This project is due (submitted to Gradescope) at 2:30pm Wed 4/01. It is meant to be an in-class project.
library(ggplot2)
library(dplyr)
data = read.table("https://nfriedrichsen.github.io/data/HappyPlanetIndex.txt", header=T, sep=",")
Happy = data.frame(data)[,-3] #drop redundant 3rd column
Happy$Region = as.factor(Happy$Region)
The goal of this project day is to explore the Happy Planet dataset and ultimately put into practice a few topics we have learned (or begun learning) this semester.
Copy the code below to load in the 2012 version of this dataset. (Note: The 2012 version of this dataset is in a much more user-friendly format)
One of the first things we should do when presented with a data set is to try to figure out what information is contained within it. In addition, it can be very helpful to understand why the data set was collected and who gathered the info.
Part A: Browse the following links (here) to get an understanding of the goals for the organization creating this “Happy Planet Index”. Why was the HPI created? What problem is it trying to solve?
Part B: More info about HPI is available on the website’s FAQ section (link here). What does HPI actually measure either mathematically or conceptually?
Part C: (In your own words) give at least two critiques or flaws of using GDP as a measure for the development of a country. This could be useful for helping us figure out why countries have different HPI values.
Part D: Looking at the Happy Planet data in R, briefly describe some of the other variables included. What constitutes an observation in this data set? What is the sample size of this data set?
We have previously talked about data collection impacting our inference. Big topics were related to random sampling and random assignment (experiments).
Part A: Does this dataset represent a random sample of countries? Why does this matter for how we analyze the data?
Part B: Even if all countries are included, does the data represent all individuals within those countries? Explain.
Part C: What sources of randomness or variability are present in this dataset? Be specific about how each variable (e.g., wellbeing, life expectancy, ecological footprint) is collected.
Part D: Based on your answers above, what types of conclusions can you reasonably make from this dataset? What types of conclusions would be inappropriate?
Part A: The following code creates a histogram of the HPI variable. Describe the the distribution (e.g., skewed, symmetric, presence of outliers).

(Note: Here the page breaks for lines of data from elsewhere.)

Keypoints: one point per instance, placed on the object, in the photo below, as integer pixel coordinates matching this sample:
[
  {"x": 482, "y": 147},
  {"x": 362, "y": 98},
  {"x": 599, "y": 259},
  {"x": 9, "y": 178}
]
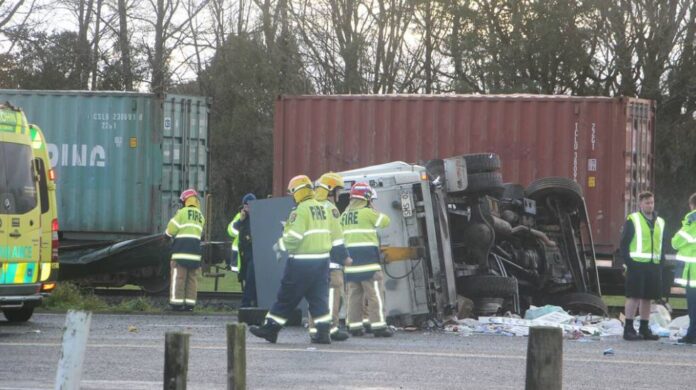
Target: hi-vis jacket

Happy %>% ggplot(aes(x=HPI)) + geom_histogram(color = 'black', fill = 'gray', bins=12)
Part B: Calculate summary statistics for HPI (mean, median, standard deviation). How do these compare to what you observed in the histogram?
Part C: Identify at least one country with a relatively high or low HPI value and describe how it compares to the rest of the dataset.
Part D: Based on your analysis, what does a “typical” HPI value look like? Justify the type of measure you use for this.
Next our goal is going to explore the data more and see if HPI is different for different regions.
Part A: The way the Region variable is
recorded is not particularly helpful. Based on the dataset, how many
regions are there? List the region codes and describe any patterns you
notice in which countries fall into each group.
Part B: Create boxplots of HPI separated by region within one graph (the previous histogram code is a good place to start).
Part C: Which regions appear to have higher or lower HPI values?
Part D: Are there any regions with particularly large variability? How can you tell?
Part E: Do any regions have clear outliers? What might explain these?
Part F: Explain whether there is an association between region and HPI.
Based on your analysis, what conclusions can you reasonably make about HPI and regions? What conclusions would be inappropriate or too strong?